The game, Wordle, tasks players with guessing a five-letter word in six attempts. After each guess, the game shows players which letters they guessed correctly and which aren’t in the word.
The game’s initial draw is simple: it’s free to play and fun to guess correctly. When you manage to divine the day’s word in two or three guesses, you feel like a genius. You might even feel compelled to share your performance with your friends. That’s where Wordle’s biggest hook comes in.

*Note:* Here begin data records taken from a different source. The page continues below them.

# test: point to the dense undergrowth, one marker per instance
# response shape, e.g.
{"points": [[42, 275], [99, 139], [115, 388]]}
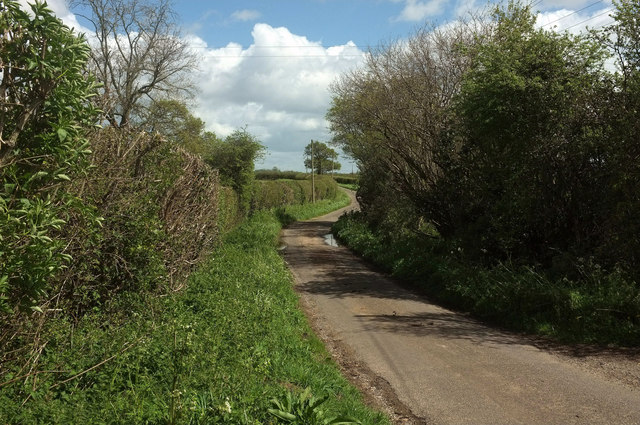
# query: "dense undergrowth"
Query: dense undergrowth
{"points": [[592, 306], [217, 352]]}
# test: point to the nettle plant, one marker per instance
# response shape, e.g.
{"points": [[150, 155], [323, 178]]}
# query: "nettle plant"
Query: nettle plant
{"points": [[45, 107]]}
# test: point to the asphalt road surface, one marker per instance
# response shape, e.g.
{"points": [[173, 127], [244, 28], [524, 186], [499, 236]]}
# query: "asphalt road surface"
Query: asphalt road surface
{"points": [[426, 364]]}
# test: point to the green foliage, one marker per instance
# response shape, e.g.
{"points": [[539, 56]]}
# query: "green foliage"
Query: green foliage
{"points": [[276, 174], [595, 306], [498, 162], [214, 353], [289, 214], [235, 159], [531, 173], [45, 110], [325, 159], [270, 194], [304, 410]]}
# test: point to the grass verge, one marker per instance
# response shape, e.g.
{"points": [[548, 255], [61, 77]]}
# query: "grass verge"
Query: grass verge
{"points": [[597, 307], [215, 353]]}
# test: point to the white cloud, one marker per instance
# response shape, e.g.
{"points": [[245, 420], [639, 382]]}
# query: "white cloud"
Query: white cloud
{"points": [[415, 10], [278, 87], [61, 10], [245, 15], [572, 21]]}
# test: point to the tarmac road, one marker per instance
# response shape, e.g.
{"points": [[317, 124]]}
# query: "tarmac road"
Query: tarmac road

Word games have been popular for decades. The New York Times’ crossword puzzle has been a favorite pastime of coffee-drinking word-lovers since the early 1900s. However, social media has brought games in general to a new level of popularity. Sites like Facebook and Twitter make it easy to share your game performance with your friends, which makes them more likely to try a game out and share their own results.
Wordle capitalized on this dynamic by using two attention-grabbing features. Firstly, players are only able to guess one word each day. If you guess incorrectly and miss the word, you have to wait until tomorrow to redeem yourself. This keeps players from getting burned out in the short term.
Secondly, every user gets the same word to guess every day. As such, guessing a tough word can make you feel victorious when you share your results with your friends.
Wardle resisted calls to monetize the game when it exploded in popularity in December 2021. He told reporters that he’d prefer to keep the game free. In late January, Wardle solid the game to the New York Times for an undisclosed sum above $1 million.
“I’ve long admired the NYT’s approach to their games and the respect with which they treat their players,” Wardle told reporters at the time. “Their values are aligned with mine on these matters and I’m thrilled that they will be stewards of the game moving forward.”
Since the NYT took over the game, it has remained free and is as popular as ever. Time will tell if it will remain the most popular word game on the internet or if it’s only destined to enjoy fifteen minutes of fame.